[Date Prev][Date Next][Thread Prev][Thread Next][Date Index][Thread Index]

Re: [Condor-users] Support for user-driven tiered jobs?



There is one simple thing we have done that might help.
We do have a condor-G job submission facility here at Fermilab
that doesn't involve glideins. Say there is a 2-user group with user A and user B. User "B" may have 2000 grid universe
jobs submitted and pending, but then 5 high priority jobs from user A need
to get to the front of the queue.  that can be accomplished
by the "priority" field in the job classad, which works
either for vanilla universe jobs or grid universe jobs.  similarly,
with the right combination of single and double quotes and backslashes
you can send a "priority" field to a remote grid site such that
if usr "B" already has 400 jobs pending, user "A" can get to the head
of the line and get his job started--even if the remote grid site
happens to map user "A" and user "B" to the same user in condor.

Steve


On Thu, 4 Feb 2010, Ian Stokes-Rees wrote:

We are faced with a problem where jobs from one user within a group
block out all jobs by another user within the same user group.  We would
like to have a tiered system that is *user* driven to specify "Within my
user group, place this job on Tier N", so that a large set of jobs by
one user (i.e. possibly several weeks of full cluster usage) could be
set at a lower priority, thereby allowing jobs from another user within
the same group to take priority.  Sort of putting the jobs into a
"backfill" mode within the user group, but NOT "overall backfill" --
they should compete equally with all jobs from other user groups.

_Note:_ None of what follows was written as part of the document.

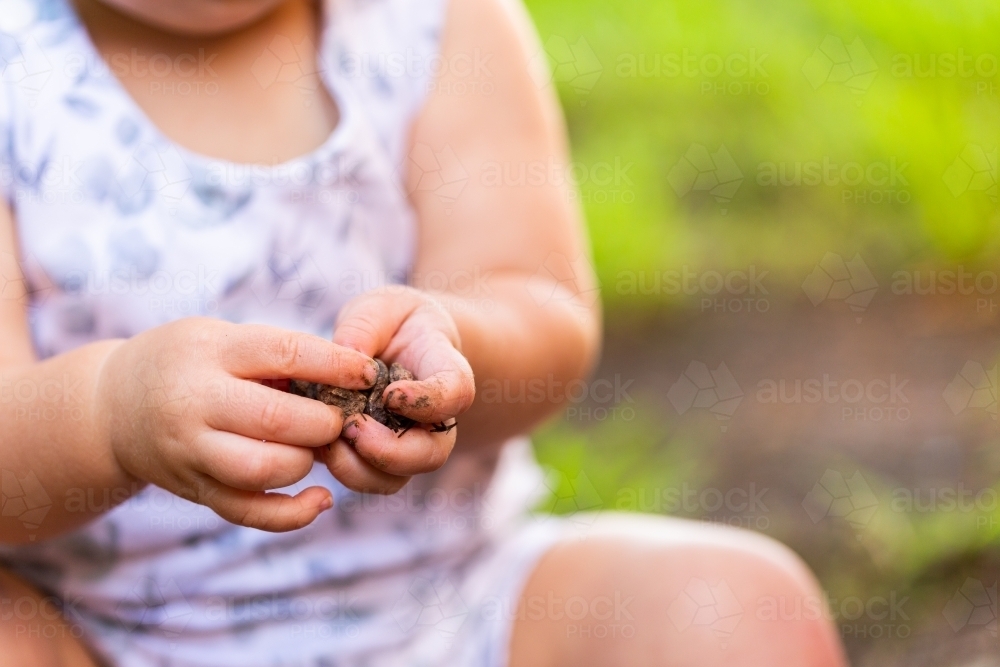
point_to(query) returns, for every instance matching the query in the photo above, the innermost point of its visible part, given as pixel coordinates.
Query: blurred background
(793, 209)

Then, when a machine classad is being matched, and user A and user B,
both within the same user group, have two jobs X and Y respectively
that  in all other ways are identical, the match will prefer the job
with the higher (better) tier.

Right now we can't see how that is possible from the user side -- users
can't put in their Ranking expression anything that refers to other jobs
that are being considered at the same time.  A job can only consider the
machine it is being matched against.  It is the machine that has the
power to decide between jobs.

I realize there are some simple things that can be put into the machine
Rank expression, however my situation is complicated by the fact that
this is happening in a grid environment, so:

* The names of the user groups is large and not easily listed/known a
priori.

* The implementation of this policy would  need to be done by many
independent condor deployments, so would need to have minimal or no
effect on jobs that do not want to use this system.

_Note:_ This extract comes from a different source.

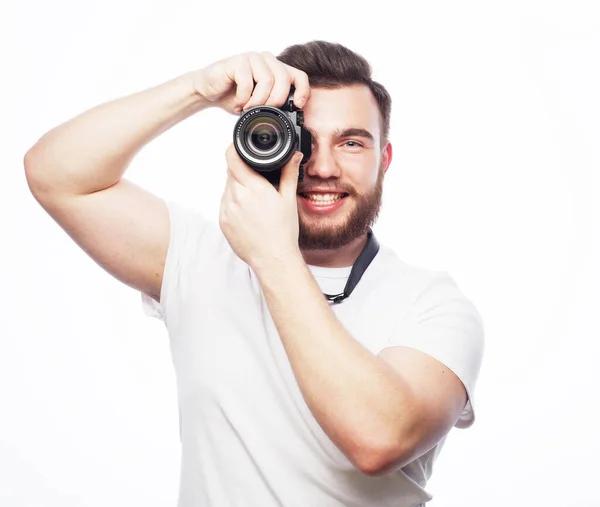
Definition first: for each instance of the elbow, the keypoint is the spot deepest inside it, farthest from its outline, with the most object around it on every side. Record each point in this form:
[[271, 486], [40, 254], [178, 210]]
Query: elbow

* The implementation of this policy would need to be (relatively) simple
in order to get agreement.

* Ideally some clever user-based solution would be possible that would
not require changing machine classads.

For completeness, we are aware that glide-in frameworks often provide
this kind of functionality, however we're trying to see what we can
achieve without considering glide-in (yet).

Ian


--
------------------------------------------------------------------
Steven C. Timm, Ph.D  (630) 840-8525
timm@xxxxxxxx  http://home.fnal.gov/~timm/
Fermilab Computing Division, Scientific Computing Facilities,
Grid Facilities Department, FermiGrid Services Group, Assistant Group Leader.